I want to turn on a part of the kernel to make SELinux checking more stringent.

Lennart Poettering mzerqung at 0pointer.de
Fri Jan 24 15:32:54 UTC 2014

On Fri, 24.01.14 10:22, Daniel J Walsh (dwalsh at redhat.com) wrote:


Do we really need a service for this? Can't this be done instead via a
tmpfiles snippet that uses "f" and the extra argument at the end?

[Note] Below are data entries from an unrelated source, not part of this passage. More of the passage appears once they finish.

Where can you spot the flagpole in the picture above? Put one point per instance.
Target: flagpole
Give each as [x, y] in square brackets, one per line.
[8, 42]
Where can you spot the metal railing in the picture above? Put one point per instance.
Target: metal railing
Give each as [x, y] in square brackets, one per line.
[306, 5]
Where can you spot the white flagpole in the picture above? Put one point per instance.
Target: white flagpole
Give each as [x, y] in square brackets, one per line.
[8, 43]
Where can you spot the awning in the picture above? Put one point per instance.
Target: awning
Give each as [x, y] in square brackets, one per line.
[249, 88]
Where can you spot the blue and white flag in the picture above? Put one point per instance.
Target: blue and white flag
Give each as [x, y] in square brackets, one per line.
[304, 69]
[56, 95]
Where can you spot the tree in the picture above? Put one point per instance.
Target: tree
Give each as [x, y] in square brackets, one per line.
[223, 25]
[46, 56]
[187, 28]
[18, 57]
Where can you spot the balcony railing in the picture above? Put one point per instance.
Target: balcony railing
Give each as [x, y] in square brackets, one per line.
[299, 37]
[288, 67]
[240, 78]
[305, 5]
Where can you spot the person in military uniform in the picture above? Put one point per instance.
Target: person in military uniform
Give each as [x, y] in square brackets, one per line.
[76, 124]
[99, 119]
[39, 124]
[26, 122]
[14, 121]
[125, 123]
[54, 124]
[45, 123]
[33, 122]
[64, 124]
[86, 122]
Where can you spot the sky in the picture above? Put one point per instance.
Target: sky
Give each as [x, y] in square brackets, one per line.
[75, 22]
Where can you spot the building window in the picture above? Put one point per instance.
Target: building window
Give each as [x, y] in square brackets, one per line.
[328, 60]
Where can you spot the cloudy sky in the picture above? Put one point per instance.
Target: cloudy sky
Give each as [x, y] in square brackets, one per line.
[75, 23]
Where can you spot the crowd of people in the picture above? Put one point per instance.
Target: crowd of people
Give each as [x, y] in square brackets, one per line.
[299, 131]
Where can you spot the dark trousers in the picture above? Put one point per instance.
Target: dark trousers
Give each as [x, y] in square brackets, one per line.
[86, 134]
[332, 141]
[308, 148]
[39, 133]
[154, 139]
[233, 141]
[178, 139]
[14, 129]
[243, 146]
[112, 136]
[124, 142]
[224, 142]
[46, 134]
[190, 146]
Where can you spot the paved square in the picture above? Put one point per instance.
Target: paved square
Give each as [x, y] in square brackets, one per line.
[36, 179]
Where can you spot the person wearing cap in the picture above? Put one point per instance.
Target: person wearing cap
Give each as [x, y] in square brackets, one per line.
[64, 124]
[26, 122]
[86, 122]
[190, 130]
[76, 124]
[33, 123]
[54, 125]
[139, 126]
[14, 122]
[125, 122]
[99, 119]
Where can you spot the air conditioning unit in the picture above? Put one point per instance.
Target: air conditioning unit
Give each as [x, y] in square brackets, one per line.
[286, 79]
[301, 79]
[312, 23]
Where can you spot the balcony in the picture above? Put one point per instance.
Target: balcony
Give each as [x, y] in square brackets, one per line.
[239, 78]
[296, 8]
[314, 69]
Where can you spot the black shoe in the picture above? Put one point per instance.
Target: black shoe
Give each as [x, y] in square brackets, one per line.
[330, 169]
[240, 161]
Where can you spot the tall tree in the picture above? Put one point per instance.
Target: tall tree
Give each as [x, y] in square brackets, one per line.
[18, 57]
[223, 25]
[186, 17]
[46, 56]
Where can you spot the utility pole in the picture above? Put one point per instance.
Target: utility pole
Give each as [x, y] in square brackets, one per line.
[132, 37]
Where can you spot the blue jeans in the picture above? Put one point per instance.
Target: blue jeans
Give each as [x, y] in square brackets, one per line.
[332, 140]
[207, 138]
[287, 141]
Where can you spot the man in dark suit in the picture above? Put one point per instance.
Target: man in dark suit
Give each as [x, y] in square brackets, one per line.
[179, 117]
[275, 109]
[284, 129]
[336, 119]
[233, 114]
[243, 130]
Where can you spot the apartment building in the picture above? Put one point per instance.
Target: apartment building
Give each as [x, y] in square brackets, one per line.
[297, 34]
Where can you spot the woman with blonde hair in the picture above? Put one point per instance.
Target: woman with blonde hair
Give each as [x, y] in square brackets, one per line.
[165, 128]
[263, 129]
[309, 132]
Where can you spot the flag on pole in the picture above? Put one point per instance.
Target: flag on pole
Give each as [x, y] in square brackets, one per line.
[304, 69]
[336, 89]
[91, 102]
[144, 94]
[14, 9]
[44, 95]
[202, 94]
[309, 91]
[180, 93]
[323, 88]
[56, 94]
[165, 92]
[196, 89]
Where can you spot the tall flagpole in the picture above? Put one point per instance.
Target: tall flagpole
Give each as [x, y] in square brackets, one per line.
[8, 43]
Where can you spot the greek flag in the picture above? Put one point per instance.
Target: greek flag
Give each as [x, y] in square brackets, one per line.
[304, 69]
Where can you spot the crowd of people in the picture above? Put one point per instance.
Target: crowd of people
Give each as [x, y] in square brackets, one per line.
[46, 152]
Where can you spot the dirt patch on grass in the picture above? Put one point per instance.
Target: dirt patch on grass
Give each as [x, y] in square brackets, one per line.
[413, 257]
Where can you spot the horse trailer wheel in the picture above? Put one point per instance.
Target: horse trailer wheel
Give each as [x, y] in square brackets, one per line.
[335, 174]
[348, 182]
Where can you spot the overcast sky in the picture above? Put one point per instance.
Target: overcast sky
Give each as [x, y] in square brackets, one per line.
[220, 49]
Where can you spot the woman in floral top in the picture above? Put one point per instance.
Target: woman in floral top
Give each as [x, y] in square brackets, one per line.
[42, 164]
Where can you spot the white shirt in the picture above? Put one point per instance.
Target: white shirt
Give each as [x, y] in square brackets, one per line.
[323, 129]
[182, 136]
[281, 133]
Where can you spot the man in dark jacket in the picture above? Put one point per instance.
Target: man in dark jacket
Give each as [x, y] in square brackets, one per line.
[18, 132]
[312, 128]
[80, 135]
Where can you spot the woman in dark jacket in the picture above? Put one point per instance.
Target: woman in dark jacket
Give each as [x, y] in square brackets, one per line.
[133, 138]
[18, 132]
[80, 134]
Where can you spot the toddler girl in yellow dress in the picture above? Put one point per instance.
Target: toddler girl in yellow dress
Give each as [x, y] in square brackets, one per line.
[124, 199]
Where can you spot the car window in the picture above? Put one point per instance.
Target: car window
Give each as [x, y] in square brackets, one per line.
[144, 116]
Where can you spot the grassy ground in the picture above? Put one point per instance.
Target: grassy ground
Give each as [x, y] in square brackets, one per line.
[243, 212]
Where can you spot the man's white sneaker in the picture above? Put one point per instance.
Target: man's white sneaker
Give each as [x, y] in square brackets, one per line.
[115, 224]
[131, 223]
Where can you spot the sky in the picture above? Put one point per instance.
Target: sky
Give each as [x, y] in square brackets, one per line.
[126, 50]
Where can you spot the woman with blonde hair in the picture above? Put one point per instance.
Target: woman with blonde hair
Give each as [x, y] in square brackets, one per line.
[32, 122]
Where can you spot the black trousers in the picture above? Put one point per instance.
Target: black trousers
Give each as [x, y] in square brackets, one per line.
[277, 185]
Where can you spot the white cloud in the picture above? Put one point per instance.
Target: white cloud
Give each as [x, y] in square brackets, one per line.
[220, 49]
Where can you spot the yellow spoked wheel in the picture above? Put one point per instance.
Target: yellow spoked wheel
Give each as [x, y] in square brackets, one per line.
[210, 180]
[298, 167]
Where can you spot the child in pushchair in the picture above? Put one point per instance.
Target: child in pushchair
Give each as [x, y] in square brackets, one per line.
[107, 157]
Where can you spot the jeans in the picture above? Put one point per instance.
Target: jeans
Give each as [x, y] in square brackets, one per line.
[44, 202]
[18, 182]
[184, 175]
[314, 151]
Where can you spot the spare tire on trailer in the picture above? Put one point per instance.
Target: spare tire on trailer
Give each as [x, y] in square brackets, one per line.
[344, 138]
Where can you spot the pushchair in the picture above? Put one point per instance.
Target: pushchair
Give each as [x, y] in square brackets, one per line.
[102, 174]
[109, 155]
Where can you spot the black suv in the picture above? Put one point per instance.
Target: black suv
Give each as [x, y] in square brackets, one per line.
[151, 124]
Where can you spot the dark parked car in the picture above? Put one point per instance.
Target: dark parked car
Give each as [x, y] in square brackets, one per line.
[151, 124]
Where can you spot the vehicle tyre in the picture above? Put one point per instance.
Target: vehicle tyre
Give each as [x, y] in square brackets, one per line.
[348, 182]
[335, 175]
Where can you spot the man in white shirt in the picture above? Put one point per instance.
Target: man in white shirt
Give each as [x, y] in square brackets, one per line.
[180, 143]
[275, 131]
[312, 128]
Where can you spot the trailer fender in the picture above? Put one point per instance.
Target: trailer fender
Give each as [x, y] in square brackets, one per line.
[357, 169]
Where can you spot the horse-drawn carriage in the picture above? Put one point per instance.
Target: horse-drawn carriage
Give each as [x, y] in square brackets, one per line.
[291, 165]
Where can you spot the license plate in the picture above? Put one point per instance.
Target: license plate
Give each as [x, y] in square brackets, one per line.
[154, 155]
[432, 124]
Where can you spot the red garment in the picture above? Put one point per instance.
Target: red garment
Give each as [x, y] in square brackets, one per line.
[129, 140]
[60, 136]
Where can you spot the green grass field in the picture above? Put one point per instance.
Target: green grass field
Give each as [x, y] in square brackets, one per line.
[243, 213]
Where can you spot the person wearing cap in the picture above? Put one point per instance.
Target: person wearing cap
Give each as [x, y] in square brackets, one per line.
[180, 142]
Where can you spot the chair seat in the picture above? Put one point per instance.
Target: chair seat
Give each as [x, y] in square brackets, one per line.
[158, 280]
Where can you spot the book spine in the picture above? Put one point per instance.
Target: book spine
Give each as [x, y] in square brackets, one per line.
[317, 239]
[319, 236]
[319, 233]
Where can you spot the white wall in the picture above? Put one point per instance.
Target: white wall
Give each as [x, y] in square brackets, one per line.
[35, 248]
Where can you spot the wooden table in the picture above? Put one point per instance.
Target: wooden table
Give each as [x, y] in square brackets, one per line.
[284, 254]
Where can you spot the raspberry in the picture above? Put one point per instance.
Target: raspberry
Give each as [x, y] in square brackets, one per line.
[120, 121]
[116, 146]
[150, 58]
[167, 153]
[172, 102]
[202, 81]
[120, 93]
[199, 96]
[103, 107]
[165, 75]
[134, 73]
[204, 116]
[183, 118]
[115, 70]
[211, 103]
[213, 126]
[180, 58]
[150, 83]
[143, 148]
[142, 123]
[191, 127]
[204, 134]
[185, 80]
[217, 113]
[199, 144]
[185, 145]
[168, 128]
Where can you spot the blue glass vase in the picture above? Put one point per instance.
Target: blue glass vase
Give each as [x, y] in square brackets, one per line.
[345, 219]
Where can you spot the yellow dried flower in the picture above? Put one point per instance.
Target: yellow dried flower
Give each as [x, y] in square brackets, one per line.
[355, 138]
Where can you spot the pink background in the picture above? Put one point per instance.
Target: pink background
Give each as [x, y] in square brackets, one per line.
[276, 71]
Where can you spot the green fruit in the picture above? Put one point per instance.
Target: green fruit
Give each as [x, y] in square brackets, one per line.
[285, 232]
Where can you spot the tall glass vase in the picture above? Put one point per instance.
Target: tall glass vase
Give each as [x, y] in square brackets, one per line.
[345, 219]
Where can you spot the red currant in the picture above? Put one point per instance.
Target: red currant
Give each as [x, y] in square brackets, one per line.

I mean I am not convinced it's worth involving shell here. Also the
canonical way to write things to /proc or /sys is
{/etc,/usr/lib/}/sysctl.d/ and {/etc,/usr/lib/}/tmpfiles.d/ if it's
simple and static. And I don't see why we shouldn't do this differently
in this case than in all others...

If you would ship a simple tmpfiles snippet in /usr/lib/tmpfiles.d/,
then users who want to opt out of this could simply symlink the file to
/dev/null in /etc/tmpfiles.d/.

> Hash: SHA1
> I wrote a systemd unit file to enable it, and to allow a user to disable the
> feature if he wants.
> # cat /usr/lib/systemd/system/selinux-checkreqprot.service
> [Unit]
> Description=SELinux check actual protection flags applied by kernel, rather
> than checking what application requested.
> [Service]
> Type=oneshot
> RemainAfterExit=yes
> Environment="CHECKREQPROT=0"
> EnvironmentFile=-/etc/selinux/config
> ExecStart=/bin/sh -c '/bin/echo $CHECKREQPROT > /sys/fs/selinux/checkreqprot'
> I would like to enable this service on the post install of a initial install
> of libselinux.  But I believe this will not happen with
> %systemd_post_enable selinux-checkreqprot.service
> How would I go about doing this?
> I know there is one problem in the unit file, it will fail if
> /sys/fs/selinux/checkreqprot, does not exist.  Is their an easy check to just
> exit if this file does not exist?
> Also is using a unit file for this, the best way to handle this?